Marcella had known nothing about the new administrative procedure and realised that they would have to make a fake call. She was with a fellow group member, Lupis, and quickly explained the problem. Lupis offered to impersonate a police officer but they could not make the call from the Monaco apartment in case it was traced.

They ran to a public telephone and found that the prison line was busy. They kept trying, telephoning from one local business then another, but the line was still engaged. In desperation, they called the switchboard of the telephone company, who told them that it was almost certainly a fault on the prison line.

By now, the curfew had begun, and Marcella and Lupis were close to giving up. Then Marcella thought of her brother, Luciano: he was in Rome with the PAI (Polizia Afrika Italiana) and worked from a former carabinieri barracks.

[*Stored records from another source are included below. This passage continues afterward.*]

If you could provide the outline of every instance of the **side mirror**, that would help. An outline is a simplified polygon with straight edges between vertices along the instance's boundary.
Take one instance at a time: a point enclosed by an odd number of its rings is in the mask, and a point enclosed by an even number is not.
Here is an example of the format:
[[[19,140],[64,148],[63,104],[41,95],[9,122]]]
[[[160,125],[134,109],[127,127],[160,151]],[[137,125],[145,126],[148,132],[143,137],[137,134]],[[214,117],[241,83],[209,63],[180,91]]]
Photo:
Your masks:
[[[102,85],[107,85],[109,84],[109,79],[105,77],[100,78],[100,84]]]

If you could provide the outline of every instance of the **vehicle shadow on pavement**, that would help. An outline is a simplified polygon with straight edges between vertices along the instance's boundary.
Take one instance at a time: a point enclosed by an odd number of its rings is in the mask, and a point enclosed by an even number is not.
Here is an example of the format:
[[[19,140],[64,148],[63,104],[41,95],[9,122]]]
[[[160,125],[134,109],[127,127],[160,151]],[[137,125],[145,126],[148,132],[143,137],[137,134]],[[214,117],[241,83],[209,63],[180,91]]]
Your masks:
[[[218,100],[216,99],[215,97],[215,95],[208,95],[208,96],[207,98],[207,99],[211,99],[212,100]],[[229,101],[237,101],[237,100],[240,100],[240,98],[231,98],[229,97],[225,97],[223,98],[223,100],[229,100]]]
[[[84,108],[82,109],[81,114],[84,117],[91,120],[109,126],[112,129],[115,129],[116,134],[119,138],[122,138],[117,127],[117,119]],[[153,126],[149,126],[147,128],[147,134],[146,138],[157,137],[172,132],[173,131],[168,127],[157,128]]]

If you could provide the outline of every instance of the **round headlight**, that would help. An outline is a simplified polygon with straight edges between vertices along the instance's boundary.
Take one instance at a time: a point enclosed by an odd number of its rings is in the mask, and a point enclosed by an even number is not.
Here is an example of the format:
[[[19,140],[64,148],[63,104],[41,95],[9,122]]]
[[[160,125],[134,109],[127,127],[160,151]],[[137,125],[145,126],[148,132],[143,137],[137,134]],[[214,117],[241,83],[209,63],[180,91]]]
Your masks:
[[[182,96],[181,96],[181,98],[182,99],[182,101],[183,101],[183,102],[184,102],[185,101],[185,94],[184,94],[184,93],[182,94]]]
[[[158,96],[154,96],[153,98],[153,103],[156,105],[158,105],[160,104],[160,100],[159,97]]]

Months ago, Luciano had found a telephone there with two buttons. As he had told Marcella, one of those buttons accessed a direct line to Regina Coeli.

Marcella and Lupis quickly found Luciano, who led them to the telephone. Lupis, pretending to be an officer at police headquarters, called Carretta and told him to release the men, which Carretta agreed to do.

Marcella and Lupis raced back to Regina Coeli, hoping that the seven men would now be free to leave.

There was one further formality: the seven had to sign for their personal belongings. One man noticed that his cufflinks were missing from the bag he was given. He started to argue with the guard, unaware that this was not an official release. Pertini had to grab him and whisper in his ear that they were escaping. The man turned pale, stopped arguing and the seven men left.

Outside

They had to be careful because the curfew had begun. Five men vanished; one lived in Via San Francesco di Sales, next to the prison, and others may have gone with him. Marcella grabbed Pertini and Saragat, the two who remained. She walked with them a little, then they turned into a small alleyway, Vicolo del Buon Pastore, that runs past the rear of the prison. From there, they returned to Via della Lungara and entered Marcella and Alfredo’s apartment.

Via San Francesco di Sales.

The prison is on the right and borders the road.

Vicolo del Buon Pastore is further up the road on the right.

The aftermath

Pertini and Saragat remained hidden for two days in Marcella and Alfredo’s apartment before they finally left.

The next evening, Radio Londra (officially banned in Rome) announced the escape, although not how it had taken place. Within minutes, Marcella heard uproar in the prison but, to her relief, no-one guessed her involvement.

Kappler, the SS chief in Rome, demanded an explanation from Carretta, who responded calmly, saying that he had merely followed orders.

This story was first published in “Avanti”, and then in “Roma Sotto Il Terrore Nazista” by Armando Troisio shortly after Rome was liberated.

Marcella Monaco’s recollections were later recounted in “Roma Città Prigioniera” by Cesare de Simone.